坦桑尼亞總統基奎特(Jakaya Mrisho Kikwete)於7月31日宣布，高速公路的計畫將繼續發展，基奎特總統在每月底固定的演說中，發布了這項消息，這是在10月底大選前最後一次的固定演說。
自然資源與旅遊部長旺根加(Shamsa Mwangunga)在7月3日告訴公民報(The Citizen)說，政府有義務履行基奎特總統在2005年競選時的承諾，完成阿魯沙-穆索馬道路的建設。
在德國，法蘭克福動物學會(FZS)警告說，「計劃中的商業道路將成為東非各大港口之間的主要連結，例如蒙巴薩(Mombasa)、達累斯薩拉姆(Dar es Salaam)、坦噶(Tanga )以及其他快速發展的中非國家。隨著未來幾年非洲貿易量快速的增長，每天會有數百輛大型卡車穿越塞倫蓋蒂。」
「道路將全世界大型哺乳動物密度最高的區域切開，使得人們必須興建圍籬以避免野生動物引起的車禍造成車輛的損壞以及人命的損失。這樣的圍籬終將使大遷徙結束，牛羚、斑馬、大羚羊和大象在乾季無法抵達他們唯一的水源-馬拉河，而死在圍籬旁。」FZS的執行主任申克(Christof Schenck)博士以及FZS非洲計畫主持人伯納(Markus Borner)博士警告。
The Tanzanian government has approved plans to build a commercial highway running east-west across Serengeti National Park, Tanzania's oldest and most popular national park and a UNESCO World Heritage Site. The planned road from Arusha to Musoma would cut across the routes of the great Serengeti wildlife migration - the last of its kind in the world.
"A million wildebeest... each one driven by the same ancient rhythm, fulfilling its instinctive role in the inescapable cycle of life: a frenzied three-week bout of territorial conquests and mating; survival of the fittest as 40km (25 mile) long columns plunge through crocodile-infested waters on the annual exodus north..."
Conservationists and ecologists are mobilizing to fight the highway. The African Wildlife Foundation and the Wildlife Conservation Society of Tanzania both oppose the road. They support an alternative route to the south that would bypass the park and that they say would serve many more Tanzanian towns and villages.
On July 31, Tanzania's President Jakaya Mrisho Kikwete announced that the planned highway would move forward. President Kikwete made the announcement in his regular end of the month address, the last one before the general elections in October.
Minister for Natural Resources and Tourism Shamsa Mwangunga told "The Citizen" newspaper on July 3 that the government is obliged to fulfil a campaign promise, made by President Kikwete in 2005, that his administration would complete construction of the Arusha-Musoma road.
Mwangunga said construction of the road would not disturb the popular annual wildlife migration as campaigners claim.
Fifty-three kilometers of the planned 480 kilometer highway would cross the northern section of the park - a critical area for the wildebeest, which use it as a refuge for much of the year and migrate north into Kenya's Masai Mara Reserve.
Conservationists warn that heavy truck traffic will result in loss of wildlife and human life through accidents; fragmentation of habitat and alteration of water and soil systems; increased introduction of animal disease and alien plant life and increased wildlife poaching by organized gangs.
Travel industry experts have warned that the resulting changes in the Serengeti and the migration would damage Tanzania's image and harm its tourist industry, jeopardizing millions of shillings in foreign exchange.
Survey markers are already in place along the government's planned route, but if highway construction were to be started, travel industry experts say visitors would likely boycott Tanzania.
In Germany, the Frankfurt Zoological Society warns, "The planned commercial road will become a major link between East African ports like Mombasa, Dar es Salaam or Tanga and the fast developing Central African countries.
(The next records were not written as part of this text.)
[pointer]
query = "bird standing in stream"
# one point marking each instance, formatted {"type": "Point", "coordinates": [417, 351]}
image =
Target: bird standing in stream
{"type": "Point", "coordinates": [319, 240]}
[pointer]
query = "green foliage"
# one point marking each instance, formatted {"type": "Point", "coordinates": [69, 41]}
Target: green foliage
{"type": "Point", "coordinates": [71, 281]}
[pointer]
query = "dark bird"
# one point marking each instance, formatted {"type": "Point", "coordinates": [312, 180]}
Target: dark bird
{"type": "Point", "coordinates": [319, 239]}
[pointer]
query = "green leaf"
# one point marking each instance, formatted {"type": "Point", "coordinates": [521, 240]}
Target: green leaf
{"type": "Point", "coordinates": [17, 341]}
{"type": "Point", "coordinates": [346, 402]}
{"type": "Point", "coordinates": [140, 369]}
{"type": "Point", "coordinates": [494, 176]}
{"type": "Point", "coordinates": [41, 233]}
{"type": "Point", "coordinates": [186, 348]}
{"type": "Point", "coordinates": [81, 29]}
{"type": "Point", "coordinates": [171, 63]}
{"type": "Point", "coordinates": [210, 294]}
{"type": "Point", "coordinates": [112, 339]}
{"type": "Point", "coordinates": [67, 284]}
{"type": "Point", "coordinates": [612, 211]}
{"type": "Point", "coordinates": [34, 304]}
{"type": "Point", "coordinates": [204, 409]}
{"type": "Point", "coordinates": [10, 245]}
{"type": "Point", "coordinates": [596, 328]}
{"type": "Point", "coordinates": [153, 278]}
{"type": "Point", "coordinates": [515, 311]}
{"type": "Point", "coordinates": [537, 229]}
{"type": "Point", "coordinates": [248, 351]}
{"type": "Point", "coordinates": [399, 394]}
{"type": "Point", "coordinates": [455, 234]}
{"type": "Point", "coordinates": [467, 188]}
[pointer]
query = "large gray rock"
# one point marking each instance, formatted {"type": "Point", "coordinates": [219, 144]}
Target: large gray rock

With trade growth rates rising immensely in Africa, transport will significantly increase within the next few years causing hundreds of heavy trucks to cross the Serengeti every day."
"The road bisects an area with the highest concentration of large mammals in the world, making it evident that fencing would be needed to avoid damage to vehicles and loss of human lives caused by accidents with wildlife. Such fencing would truly mean the end of the migration as wildebeest, zebras, eland and elephant could no longer reach their only water source during the dry season, the Mara River, and thus would die at the fence-line," warn FZS Executive Director Dr. Christof Schenck and Dr. Markus Borner, director of the FZS Africa Programme.
"Botswana has already lost its wildebeest and zebra migration due to such fences. And in Canada, the elk migration in Banff National Park was also compromised because of a dissecting road," say the FZS officials. "These areas are not isolated examples, roads have caused similar destruction in many pristine wilderness areas across the globe."